Court Opinion

ID: 7365754
Source: CourtListenerOpinion
Date Created: 2022-07-27 23:51:28.014966+00
Date Added: 2024-06-11T16:20:45.405049
License: Public Domain

On Rehearing.
ANDERSON, J.
While counsel malee no war on the opinion, they claim that it overlooks or does not deal with the facts in the case. The facts were fully considered before and during the consideration of this case in consultation and if they were not dealt with or set out at lenth in the opinion it was because the writer thinks that legal opinions should not contain facts,' except so far as it may be necessary to an understanding of the questions discussed, and that they should be set out by the reporter in the proper place. We did not overlook the fact that a previous meeting was held by the mayor and a majority of the council on September 2, when inspectors and clerks were selected, and that notice was given of said selection. The first meeting, however, did not select or name any special place for the election, and the action of the mayor in designating the council *440chamber as the place in his notice was unauthorized, except for the fact that it had been the place for holding previous elections, as the law (section 1164 of the Code of 1907) authorizes the council, and not the mayor, to direct the polling place or places.
The propriety of naming the Grimes store, after the mayor had given notice that the election would be held at the council chamber, may be questioned, but this did not render the action of the council void, as they, and not the mayor, were authorized to fix the place.
Nor can it be said that the council did not have the authority to change the inspectors and clerks before the day of the election. ' Of course the law contemplates that they be selected 10 days in advance of the election, but doing so at a subsequent day would not render the election void. If some of them should die or leave before the election, or if the council should discover that they were unfit, they would have authority to appoint others, and this authority is not taken from them, merely because section 1164 makes provision for what shall be done if the inspectors, or any one of them, do not appear on election day.
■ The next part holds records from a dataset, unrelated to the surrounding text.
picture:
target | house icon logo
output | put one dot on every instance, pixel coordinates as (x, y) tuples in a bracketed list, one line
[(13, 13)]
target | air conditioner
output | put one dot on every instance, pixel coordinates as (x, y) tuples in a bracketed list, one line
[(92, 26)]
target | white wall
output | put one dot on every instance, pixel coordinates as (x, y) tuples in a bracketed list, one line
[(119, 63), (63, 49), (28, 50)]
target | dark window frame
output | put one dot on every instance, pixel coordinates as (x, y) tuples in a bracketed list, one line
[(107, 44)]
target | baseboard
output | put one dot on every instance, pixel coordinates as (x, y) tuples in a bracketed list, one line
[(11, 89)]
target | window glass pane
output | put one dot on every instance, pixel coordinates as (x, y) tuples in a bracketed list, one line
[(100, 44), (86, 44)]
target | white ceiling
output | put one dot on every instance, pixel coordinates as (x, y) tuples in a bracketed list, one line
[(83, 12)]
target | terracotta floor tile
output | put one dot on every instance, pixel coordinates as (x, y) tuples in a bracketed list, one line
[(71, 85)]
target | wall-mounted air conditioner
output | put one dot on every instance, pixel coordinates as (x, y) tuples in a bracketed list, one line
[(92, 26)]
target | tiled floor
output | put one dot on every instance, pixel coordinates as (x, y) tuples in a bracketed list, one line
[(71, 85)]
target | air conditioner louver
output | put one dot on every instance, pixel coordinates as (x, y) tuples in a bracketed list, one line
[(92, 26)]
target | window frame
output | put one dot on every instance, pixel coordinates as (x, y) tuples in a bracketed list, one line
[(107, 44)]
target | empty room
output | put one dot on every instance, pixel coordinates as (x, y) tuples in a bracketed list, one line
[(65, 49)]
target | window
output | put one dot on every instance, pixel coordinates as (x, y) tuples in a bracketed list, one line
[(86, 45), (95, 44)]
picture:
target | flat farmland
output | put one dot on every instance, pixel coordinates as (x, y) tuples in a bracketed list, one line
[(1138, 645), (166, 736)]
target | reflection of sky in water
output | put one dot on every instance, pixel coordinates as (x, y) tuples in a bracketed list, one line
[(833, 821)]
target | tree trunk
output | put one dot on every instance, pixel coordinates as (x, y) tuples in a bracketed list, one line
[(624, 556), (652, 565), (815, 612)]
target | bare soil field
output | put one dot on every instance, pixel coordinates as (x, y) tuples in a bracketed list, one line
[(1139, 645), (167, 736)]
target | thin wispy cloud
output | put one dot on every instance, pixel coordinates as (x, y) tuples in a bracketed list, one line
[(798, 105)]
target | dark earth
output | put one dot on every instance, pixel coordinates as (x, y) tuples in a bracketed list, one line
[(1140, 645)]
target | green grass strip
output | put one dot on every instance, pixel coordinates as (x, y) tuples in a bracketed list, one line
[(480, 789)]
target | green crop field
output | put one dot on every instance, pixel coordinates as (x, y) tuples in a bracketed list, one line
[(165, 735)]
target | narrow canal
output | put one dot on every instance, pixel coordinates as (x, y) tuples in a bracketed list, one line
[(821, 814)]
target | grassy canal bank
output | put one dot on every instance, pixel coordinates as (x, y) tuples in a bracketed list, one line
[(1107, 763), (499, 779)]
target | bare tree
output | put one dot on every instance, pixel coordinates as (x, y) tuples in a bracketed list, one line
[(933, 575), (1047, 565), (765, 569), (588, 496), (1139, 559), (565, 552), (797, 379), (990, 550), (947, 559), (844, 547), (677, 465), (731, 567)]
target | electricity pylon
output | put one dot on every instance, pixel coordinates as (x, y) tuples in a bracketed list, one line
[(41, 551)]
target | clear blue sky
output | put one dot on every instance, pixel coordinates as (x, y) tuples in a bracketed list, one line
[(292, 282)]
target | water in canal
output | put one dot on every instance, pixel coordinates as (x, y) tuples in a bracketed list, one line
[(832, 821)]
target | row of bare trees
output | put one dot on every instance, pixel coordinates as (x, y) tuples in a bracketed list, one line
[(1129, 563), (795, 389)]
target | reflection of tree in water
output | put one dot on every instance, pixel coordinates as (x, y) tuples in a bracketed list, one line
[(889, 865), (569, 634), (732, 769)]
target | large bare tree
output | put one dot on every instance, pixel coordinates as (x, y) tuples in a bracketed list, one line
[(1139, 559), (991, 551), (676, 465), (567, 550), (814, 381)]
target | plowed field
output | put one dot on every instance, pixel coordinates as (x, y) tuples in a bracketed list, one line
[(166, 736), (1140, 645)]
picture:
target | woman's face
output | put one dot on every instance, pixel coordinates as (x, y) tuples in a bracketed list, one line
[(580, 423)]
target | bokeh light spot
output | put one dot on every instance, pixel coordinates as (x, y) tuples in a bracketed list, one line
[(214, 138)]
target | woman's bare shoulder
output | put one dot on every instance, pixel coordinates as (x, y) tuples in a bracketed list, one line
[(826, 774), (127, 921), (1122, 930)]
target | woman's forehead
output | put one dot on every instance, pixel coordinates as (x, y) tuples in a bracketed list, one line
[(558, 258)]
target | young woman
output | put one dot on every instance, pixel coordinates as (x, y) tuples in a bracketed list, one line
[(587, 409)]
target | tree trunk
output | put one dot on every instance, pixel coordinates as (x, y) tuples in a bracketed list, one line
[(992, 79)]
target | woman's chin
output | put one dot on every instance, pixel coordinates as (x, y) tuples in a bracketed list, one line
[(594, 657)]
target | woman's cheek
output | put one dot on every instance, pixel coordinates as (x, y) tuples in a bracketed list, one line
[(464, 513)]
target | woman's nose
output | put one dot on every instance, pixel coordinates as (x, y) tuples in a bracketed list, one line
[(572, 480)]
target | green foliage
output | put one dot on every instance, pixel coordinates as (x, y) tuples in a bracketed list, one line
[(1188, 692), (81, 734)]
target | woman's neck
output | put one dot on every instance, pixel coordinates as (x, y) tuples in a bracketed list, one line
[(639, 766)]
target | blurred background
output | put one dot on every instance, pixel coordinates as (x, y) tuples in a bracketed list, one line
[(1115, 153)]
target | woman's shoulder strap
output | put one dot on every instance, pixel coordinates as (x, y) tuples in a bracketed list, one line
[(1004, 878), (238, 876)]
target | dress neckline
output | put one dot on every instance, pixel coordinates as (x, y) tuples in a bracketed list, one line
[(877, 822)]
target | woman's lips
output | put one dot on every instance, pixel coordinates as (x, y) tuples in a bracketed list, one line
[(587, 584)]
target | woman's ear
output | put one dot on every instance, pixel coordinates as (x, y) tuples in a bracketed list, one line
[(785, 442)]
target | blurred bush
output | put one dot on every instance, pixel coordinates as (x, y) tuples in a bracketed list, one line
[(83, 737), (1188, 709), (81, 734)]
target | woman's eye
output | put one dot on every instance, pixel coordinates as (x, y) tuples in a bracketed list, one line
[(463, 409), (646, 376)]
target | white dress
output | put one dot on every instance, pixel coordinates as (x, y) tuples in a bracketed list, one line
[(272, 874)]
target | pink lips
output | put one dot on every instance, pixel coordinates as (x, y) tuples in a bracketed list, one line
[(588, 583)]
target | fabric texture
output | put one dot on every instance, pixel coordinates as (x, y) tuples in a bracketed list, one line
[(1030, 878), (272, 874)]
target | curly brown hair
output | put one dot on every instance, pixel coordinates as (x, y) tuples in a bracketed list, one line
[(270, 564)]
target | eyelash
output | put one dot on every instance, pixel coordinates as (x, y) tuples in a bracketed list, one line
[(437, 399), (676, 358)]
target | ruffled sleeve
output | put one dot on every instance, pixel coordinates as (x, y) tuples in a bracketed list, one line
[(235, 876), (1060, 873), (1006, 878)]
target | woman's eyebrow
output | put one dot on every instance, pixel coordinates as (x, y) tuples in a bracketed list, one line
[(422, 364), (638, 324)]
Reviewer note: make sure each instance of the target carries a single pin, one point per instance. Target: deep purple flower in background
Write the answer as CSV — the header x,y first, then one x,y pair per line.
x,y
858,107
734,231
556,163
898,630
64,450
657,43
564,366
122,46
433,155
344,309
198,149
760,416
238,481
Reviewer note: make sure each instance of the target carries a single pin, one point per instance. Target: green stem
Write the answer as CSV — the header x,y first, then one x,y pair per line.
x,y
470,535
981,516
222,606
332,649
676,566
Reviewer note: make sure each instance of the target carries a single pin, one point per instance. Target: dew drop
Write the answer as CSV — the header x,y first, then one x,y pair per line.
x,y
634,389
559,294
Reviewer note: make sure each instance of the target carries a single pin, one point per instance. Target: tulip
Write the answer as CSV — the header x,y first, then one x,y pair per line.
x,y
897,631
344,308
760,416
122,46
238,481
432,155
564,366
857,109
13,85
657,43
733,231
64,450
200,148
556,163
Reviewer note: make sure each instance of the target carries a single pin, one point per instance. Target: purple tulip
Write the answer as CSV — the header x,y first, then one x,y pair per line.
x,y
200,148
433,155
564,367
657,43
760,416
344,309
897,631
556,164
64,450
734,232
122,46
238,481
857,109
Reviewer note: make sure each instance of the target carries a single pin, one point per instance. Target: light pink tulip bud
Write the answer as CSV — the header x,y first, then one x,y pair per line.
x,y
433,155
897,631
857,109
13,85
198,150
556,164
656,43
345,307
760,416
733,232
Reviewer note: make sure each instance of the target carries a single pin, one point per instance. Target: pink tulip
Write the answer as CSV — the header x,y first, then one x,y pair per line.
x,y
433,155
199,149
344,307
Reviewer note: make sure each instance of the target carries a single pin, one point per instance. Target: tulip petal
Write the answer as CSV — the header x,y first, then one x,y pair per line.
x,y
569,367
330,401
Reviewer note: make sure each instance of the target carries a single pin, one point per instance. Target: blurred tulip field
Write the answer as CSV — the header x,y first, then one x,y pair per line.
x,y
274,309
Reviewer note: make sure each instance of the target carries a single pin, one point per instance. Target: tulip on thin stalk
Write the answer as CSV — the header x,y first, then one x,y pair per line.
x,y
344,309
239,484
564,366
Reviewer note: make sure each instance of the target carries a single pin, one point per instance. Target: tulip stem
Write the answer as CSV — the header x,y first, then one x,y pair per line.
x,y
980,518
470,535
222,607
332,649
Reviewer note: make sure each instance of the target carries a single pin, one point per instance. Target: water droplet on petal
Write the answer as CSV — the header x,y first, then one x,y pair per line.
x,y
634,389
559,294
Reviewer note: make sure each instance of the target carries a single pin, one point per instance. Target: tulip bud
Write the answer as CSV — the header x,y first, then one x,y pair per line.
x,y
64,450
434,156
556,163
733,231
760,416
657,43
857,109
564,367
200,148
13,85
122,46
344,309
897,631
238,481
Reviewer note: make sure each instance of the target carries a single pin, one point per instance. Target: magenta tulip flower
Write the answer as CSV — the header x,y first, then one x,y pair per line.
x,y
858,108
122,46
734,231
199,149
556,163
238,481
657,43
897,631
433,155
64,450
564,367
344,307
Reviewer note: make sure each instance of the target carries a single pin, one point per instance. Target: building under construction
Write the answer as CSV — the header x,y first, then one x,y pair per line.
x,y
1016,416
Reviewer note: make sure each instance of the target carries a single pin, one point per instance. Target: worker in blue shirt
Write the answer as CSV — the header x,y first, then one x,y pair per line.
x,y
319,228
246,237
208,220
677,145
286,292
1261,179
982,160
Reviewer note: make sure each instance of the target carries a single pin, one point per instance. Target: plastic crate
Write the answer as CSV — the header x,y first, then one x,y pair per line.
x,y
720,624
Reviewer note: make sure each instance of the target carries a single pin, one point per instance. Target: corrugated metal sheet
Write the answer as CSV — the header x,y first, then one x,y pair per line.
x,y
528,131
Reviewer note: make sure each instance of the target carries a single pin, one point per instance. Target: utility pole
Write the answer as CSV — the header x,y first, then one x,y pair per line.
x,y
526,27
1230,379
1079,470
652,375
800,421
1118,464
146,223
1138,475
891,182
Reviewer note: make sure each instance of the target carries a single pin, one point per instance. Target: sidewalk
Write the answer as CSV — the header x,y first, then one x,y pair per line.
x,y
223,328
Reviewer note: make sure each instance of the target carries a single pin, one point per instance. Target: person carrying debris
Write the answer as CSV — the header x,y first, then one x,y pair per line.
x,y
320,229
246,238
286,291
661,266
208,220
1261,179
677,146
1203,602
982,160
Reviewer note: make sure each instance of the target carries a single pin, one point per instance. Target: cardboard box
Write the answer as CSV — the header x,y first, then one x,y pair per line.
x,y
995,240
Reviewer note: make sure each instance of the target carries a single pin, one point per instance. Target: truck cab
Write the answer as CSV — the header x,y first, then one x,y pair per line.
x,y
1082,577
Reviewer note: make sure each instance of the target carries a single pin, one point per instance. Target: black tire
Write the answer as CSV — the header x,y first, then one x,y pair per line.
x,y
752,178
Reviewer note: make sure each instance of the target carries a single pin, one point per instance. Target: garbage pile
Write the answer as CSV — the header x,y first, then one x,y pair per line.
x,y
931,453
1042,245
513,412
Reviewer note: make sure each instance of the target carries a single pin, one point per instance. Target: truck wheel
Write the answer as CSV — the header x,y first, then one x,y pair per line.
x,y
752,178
This merely- provides for a contingency in the event those selected by the council do not appear, but does not mean that the council exhausted their authority in the first instance.
Moreover the law contemplates that the election should be held -by qualified electors, and if so held, and fairly so, it matters but little who they were, and the fact that one person or another served as an inspector or clerk does not render the election void. Therefore rhe polling place was fixed at Grimes’ store by those who had authority to do so, and at the council chamber by one who had no authority to do so and, whether the inspectors were or were not selected under the letter of the law, they were eligible to hold same and they held *441it under the authority of those having the power to appoint, and we cannot say that the election held in Grimes’ store was void, and was not such an election as could he contested.
We repeat that whether the election was regularly held or not it was held under authority of law, and was not per se void, and was such an election as could he contested, and cannot be questioned by quo warranto. Had there been no attempted election at the city hall, and the one at Grimes’ store was the only one held at Samson on September 20, it would scarcely be contended that the election in question was void. Therefore simply because a minority saw fit to cast their ballots at the unauthorized place fixed by the mayor, this fact should not operate to render null and void a perhaps irregular election, but one which had been ordered by those in authority, and at which a majority of the voters who voted or attempted to vote on that day saw fit to cast their ballots, and who do not appear to have been misled or deceived by the failure to give sufficient notice that the election was going to be held at the Grimes store, instead of the place selected by the mayor, and who had no authority to make the selection, except that he perhaps felt that he could arrogate unto himself the right, because of the fact that the city hall was the place for holding previous elections.
The application for rehearing is therefore overruled.
Dowdell, O. J., and Simpson, McClellan, Mayfield, and Somerville, JJ., concur in the opinion, and in denying application for rehearing.